Question

if n is a positive integer, generalize the binomial coefficient ( p ) for arbitrary n by setting:
n

( p ) = ( p(p-1)....(p-n+1) ) / k!
n

put ( p ) = 1
0

a)show that sum ( p ) x^n converges for abs(x) <1
n
b) show that (1+x)f'(x) -pf(x) =0

c) Deduce from b) that f(x) = 1+x)^p for abs x <1

Answer 1

\[\binom pn=\frac{p(p-1)\cdots(p-n+1)}{n!}~~?\]

Answer 2

The first question is to show that
\[\large\sum_{n=0}^p\binom pnx^n~~\text{converges for }|x|<1\]
which looks like a perfect candidate for the ratio test.

The second question is a differential equation - a separable one.

The third question could involve an application of the binomial theorem.

Answer 3

@ssoleman got it? Or would you like some more in-depth help?

Answer 4

@SithsAndGiggles sorry the site was down... its /k! not n! though...

Answer 5

and do you just use the equation (p(p-1)...p-n+1 ) /k! to do the ratio test?

Answer 6

I think the proff made a mistake and its n!

Answer 7

Right, it has to be \(n\). There's no info about \(k\).

First part: Ratio test:
\[\begin{align*}\lim_{n\to\infty}\left|\frac{\dbinom p{n+1}x^{n+1}}{\dbinom pnx^n}\right|&=\lim_{n\to\infty}\left|\frac{\dfrac{p!}{(n+1)!(p-n-1)!}x^{n+1}}{\dfrac{p!}{n!(p-n)!}x^n}\right|\\\\
&=\lim_{n\to\infty}\left|\frac{1}{(n+1)(p-n-1)}x\right|\\\\
&=|x|\lim_{n\to\infty}\left|\frac{1}{(n+1)(p-n-1)}\right|\\\\
&=0\end{align*}\]
Hmm, looks like the series converges for all \(x\)... Do I have the indices on the series right?

Answer 8

yes thats right! I did that too for the first part

Answer 9

now for b) we have to differentiate...but what do you mean by a seperable one?

Answer 10

and i also dont understand how to show (1+x)f'(x) - pf(x) = 0 ... what is the -p(fx)??

Answer 11

A separable differential equation is of the form
\[A(x,y)\frac{dy}{dx}=B(x,y)\]
which can be "separated" so that you can express the equation as a product of functions of different independent variables \(x\) and \(y\):
\[a(x)b(y)\frac{dy}{dx}=\alpha(x)\beta(y)\]
so that you can rewrite it as separate differentials:
\[\frac{b(y)}{\beta(y)}~dy=\frac{\alpha(x)}{a(x)}~dx\]
This allows you to integrate with respect to a single variable on both sides.

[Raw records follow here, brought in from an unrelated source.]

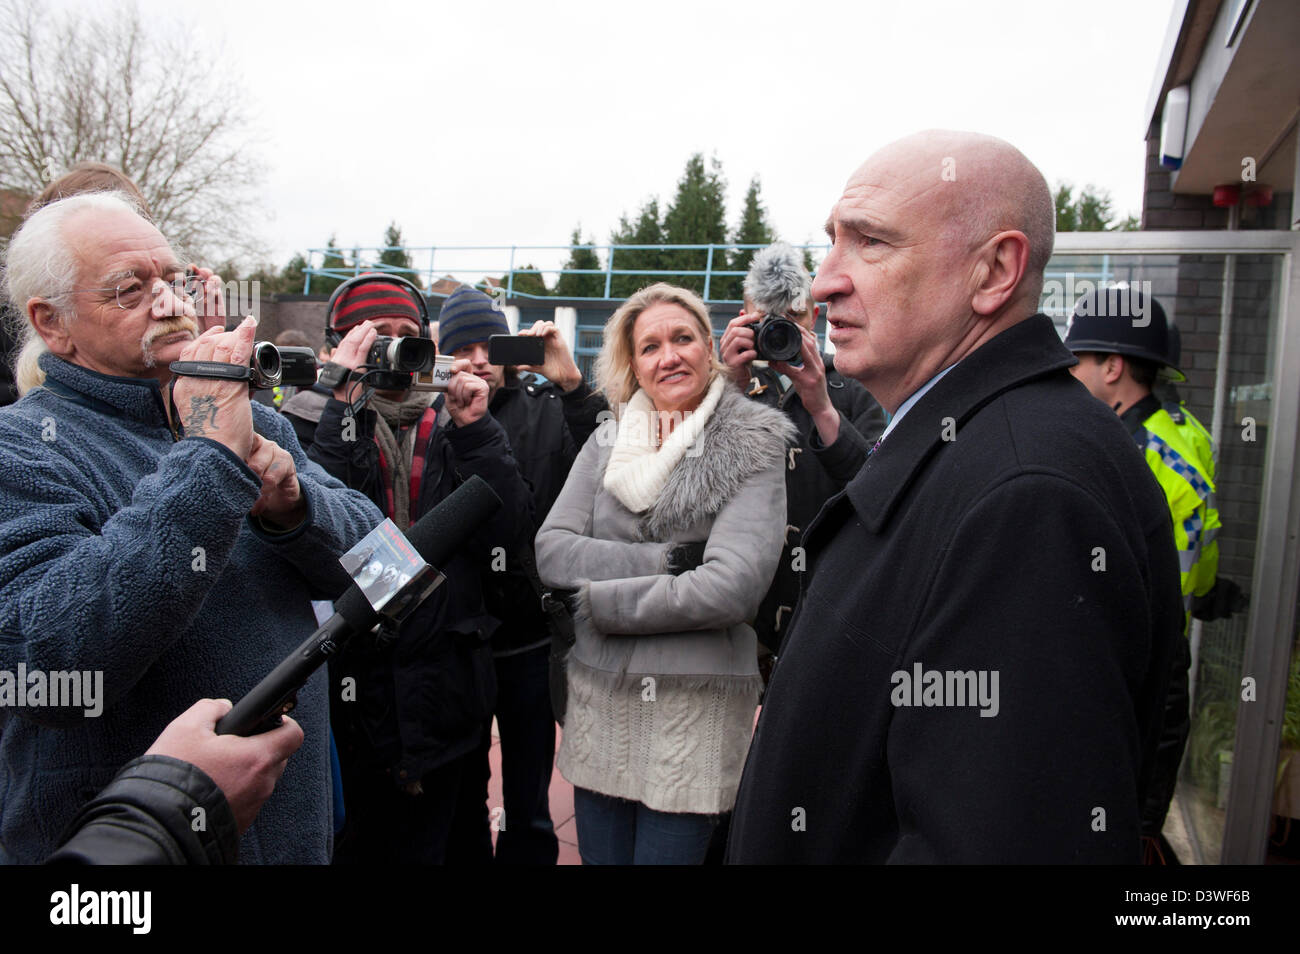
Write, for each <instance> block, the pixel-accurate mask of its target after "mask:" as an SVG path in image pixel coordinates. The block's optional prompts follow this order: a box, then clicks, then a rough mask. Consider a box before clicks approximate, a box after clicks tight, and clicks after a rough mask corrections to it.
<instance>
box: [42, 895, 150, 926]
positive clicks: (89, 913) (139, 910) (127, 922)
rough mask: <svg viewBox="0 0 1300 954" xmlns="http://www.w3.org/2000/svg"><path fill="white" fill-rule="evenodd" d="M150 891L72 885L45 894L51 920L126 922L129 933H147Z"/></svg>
mask: <svg viewBox="0 0 1300 954" xmlns="http://www.w3.org/2000/svg"><path fill="white" fill-rule="evenodd" d="M152 909H153V896H152V893H151V892H83V890H81V885H75V884H74V885H73V886H72V888H69V889H68V890H66V892H55V893H53V894H51V896H49V923H51V924H130V925H131V933H134V935H147V933H149V928H151V925H152V922H153V919H152Z"/></svg>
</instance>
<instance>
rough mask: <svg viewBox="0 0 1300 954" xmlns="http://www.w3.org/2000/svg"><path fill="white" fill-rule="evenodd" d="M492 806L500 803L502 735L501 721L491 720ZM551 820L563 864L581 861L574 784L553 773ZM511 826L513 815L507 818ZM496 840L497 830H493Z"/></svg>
mask: <svg viewBox="0 0 1300 954" xmlns="http://www.w3.org/2000/svg"><path fill="white" fill-rule="evenodd" d="M559 733H560V729H559V727H556V728H555V745H556V747H558V746H559V742H560V740H559ZM487 807H489V811H490V810H491V808H497V807H500V738H498V737H497V723H495V721H493V724H491V781H490V782H487ZM551 820H552V821H554V823H555V834H556V837H559V840H560V859H559V863H560V864H581V860H580V859H578V855H577V829H576V828H575V827H573V786H572V785H569V784H568V782H567V781H564V779H563V777H562V776H560V773H559V772H554V773H551ZM506 825H507V828H508V827H510V819H508V818H507V819H506ZM491 840H493V844H495V842H497V833H495V832H493V836H491Z"/></svg>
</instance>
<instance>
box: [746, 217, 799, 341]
mask: <svg viewBox="0 0 1300 954" xmlns="http://www.w3.org/2000/svg"><path fill="white" fill-rule="evenodd" d="M811 285H813V279H811V278H810V277H809V273H807V270H806V269H805V268H803V261H802V260H801V259H800V255H798V252H796V251H794V250H793V248H792V247H790V246H788V244H785V243H784V242H775V243H774V244H770V246H768V247H767V248H763V250H762V251H759V252H758V255H755V256H754V261H753V263H751V264H750V266H749V274H748V276H745V296H746V298H748V299H749V300H750V302H753V303H754V307H755V308H757V309H758V311H761V312H763V316H764V317H763V320H762V321H759V322H758V324H757V325H754V351H757V352H758V356H759V357H761V359H763V360H764V361H787V363H792V364H794V363H798V357H800V352H802V350H803V333H802V331H801V330H800V326H798V325H797V324H796V322H793V321H790V318H788V317H787V316H788V315H790V313H796V315H797V313H801V312H803V309H805V308H807V304H809V295H810V287H811Z"/></svg>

You are given the differential equation
\[(1+x)f'(x)-pf(x)=0\]
Rewriting, you have
\[\begin{align*}
(1+x)f'(x)-pf(x)&=0\\
(1+x)f'(x)&=pf(x)\\
\frac{f'(x)}{f(x)}&=\frac{p}{1+x}\\
\frac{1}{f(x)}\frac{df(x)}{dx}&=\frac{p}{1+x}&\text{(another notation for derivative)}\\
\frac{1}{f(x)}~df(x)&=\frac{p}{1+x}~dx\\
\int\frac{1}{f(x)}~df(x)&=\int\frac{p}{1+x}~dx\\
\ln f(x)&=p\ln(1+x)+C\\
f(x)&=e^{p\ln(1+x)+C}\\
f(x)&=(e^{\ln(1+x)})^pe^C\\
f(x)&=C(1+x)^p\end{align*}\]
Let me know if any of this doesn't make sense. Differential equations can be a lot to handle if this is your first time dealing with them.

In solving the equation, you've established what you need to show for part (c).

Answer 12

So what will part (c) look like?

Answer 13

Part (c) seems to have at least two effective approaches. One is solving the differential equation above, and the other is an application of the binomial theorem.
\[\large\sum_{n=0}^p\binom pna^nb^{p-n}=(a+b)^n\]\
Setting \(a=x\) and \(b=1\), you have
\[\large\sum_{n=0}^p\binom pna^n1^{p-n}=\sum_{n=0}^p\binom pna^n=(x+1)^n\]\
Part (b) is a matter of deriving the differential equation, which isn't too difficult. It's a matter of differentiating the the given power series and algebraic rearrangements.